Why I am Skipping Black History Month: Womanist Musings
Today is the first day of Black history month. Schools throughout North America are going to spend the next month educating students on the history of the people of the African Diaspora. Teachers will pat themselves on the back for having inclusive pedagogy and many students of colour will only feel further 'othered'. White supremacts will spend the month whining about the fact that a Black history month exists, and will therefore call it racist and exclusionary.
Not only do many falsely believe that slavery did not happen in Canada, far too many are unaware that Jim Crow laws existed here as well. In 1946, Viola Desmond was arrested for daring to sit in the White section of a movie house. She was dragged out of the theater by two men, injuring her knee in the process. To further shame Desmond, after her arrest, she was held in a male cell block. Eventually, she was charged with tax evasion because of the difference in price between White seats and Blacks seats. It was a difference of one cent.

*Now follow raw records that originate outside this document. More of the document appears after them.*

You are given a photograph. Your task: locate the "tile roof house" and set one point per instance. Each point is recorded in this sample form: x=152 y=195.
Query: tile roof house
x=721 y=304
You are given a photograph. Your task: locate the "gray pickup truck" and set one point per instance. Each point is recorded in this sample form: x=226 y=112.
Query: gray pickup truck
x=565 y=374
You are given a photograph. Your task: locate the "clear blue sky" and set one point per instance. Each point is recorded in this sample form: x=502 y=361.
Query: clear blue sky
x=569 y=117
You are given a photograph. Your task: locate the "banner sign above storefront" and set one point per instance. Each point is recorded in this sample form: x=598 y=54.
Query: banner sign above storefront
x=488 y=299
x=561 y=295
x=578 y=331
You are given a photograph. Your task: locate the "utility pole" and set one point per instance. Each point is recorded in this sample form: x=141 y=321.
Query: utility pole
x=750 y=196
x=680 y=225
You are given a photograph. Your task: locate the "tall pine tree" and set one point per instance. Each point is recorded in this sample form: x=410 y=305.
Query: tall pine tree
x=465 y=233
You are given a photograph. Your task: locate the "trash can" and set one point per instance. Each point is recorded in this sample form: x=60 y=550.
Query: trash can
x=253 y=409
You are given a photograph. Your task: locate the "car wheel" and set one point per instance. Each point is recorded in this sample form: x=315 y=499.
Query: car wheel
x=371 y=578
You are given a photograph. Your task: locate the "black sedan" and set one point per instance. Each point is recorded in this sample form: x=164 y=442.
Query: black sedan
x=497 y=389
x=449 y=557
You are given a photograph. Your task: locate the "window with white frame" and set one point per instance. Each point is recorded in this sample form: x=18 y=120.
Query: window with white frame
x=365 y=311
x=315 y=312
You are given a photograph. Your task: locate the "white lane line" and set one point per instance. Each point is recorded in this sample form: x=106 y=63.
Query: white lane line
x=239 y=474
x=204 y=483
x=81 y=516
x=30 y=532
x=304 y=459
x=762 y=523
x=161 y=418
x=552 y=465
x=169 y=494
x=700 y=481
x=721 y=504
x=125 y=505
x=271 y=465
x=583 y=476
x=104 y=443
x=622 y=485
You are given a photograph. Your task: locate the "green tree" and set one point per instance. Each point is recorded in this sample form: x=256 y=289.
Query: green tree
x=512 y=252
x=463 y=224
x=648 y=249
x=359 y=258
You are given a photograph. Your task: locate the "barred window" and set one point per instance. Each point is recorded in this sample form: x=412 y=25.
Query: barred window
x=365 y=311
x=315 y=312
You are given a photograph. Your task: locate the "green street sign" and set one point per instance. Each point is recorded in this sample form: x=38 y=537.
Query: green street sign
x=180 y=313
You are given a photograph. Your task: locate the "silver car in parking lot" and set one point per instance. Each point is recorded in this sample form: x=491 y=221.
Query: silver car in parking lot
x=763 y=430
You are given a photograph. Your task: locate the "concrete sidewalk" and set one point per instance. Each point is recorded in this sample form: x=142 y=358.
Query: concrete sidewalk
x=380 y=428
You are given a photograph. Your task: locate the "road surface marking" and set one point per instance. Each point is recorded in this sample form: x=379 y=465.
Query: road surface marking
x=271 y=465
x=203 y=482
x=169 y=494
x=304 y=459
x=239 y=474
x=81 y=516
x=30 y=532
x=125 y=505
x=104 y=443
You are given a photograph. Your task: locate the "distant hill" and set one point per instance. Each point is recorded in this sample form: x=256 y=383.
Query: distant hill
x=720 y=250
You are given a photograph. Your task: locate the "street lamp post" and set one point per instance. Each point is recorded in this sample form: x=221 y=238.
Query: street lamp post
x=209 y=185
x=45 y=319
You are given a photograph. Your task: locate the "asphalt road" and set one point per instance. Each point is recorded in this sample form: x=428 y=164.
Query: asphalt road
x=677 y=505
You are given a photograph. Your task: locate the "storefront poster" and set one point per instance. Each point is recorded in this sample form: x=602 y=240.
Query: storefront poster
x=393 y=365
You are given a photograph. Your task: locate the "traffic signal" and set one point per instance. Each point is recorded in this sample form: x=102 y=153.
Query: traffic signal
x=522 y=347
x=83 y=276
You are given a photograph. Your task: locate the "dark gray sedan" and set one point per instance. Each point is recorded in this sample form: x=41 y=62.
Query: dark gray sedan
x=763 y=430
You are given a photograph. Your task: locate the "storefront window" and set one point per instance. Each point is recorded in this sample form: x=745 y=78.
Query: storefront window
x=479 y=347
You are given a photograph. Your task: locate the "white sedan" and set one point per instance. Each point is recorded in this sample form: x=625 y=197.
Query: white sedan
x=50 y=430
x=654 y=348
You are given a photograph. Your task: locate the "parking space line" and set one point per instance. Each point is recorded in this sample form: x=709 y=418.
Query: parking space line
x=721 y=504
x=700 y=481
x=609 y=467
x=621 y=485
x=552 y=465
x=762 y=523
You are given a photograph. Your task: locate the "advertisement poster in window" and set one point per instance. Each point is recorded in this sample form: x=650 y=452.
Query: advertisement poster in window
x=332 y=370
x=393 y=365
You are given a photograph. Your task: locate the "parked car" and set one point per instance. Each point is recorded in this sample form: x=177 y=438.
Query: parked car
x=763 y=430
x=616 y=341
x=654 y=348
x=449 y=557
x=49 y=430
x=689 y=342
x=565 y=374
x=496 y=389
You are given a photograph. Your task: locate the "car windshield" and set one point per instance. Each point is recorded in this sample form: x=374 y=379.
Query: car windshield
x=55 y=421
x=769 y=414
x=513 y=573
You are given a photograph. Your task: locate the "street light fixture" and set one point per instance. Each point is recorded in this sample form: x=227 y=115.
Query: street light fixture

Growing up and attending Canadian schools, I never learned a single word about Desmond and I believe that this was to continue the indoctrination that Canada is a tolerant, racially just society. I did not learn about the porters strike. I most certainly did not learn about the destruction of Africville. As a child, it forced me to look southward to find examples of people of the African diaspora to function as role models, rather than in my own country. I would continue to live in ignorance, had I not made a great effort to look beyond the lack of education I had been given in schools.
Black history month was intended to be inclusive, and teach about the sacrifices of people of the African Diaspora and instead, in my education, it served to further White supremacy -- because specific events were chosen to frame Canada as a nation of tolerance. If we factor in that Black history month creates Black history as an additive, because it is not deemed important enough to focus on throughout the year, with the fact that it is often structured in such a manner that places importance on reducing the effect of White supremacy, the very existence of the month is problematic.
At the end of 28 days, Whiteness walks away from this with a false confidence that comes from believing that one has confronted all racial privileges and that the world really is equal. Black history month soothes the senses, because it is easy and over quickly, thus allowing Whiteness to continue to fixate on the project of colonizing people of colour. Instead of settling for this false mission, I suggest that it is time that we demand that Black history become something that is part of the daily agenda. There is no reason to believe that we deserve any less, and I absolutely refuse to settle for being part of a side show.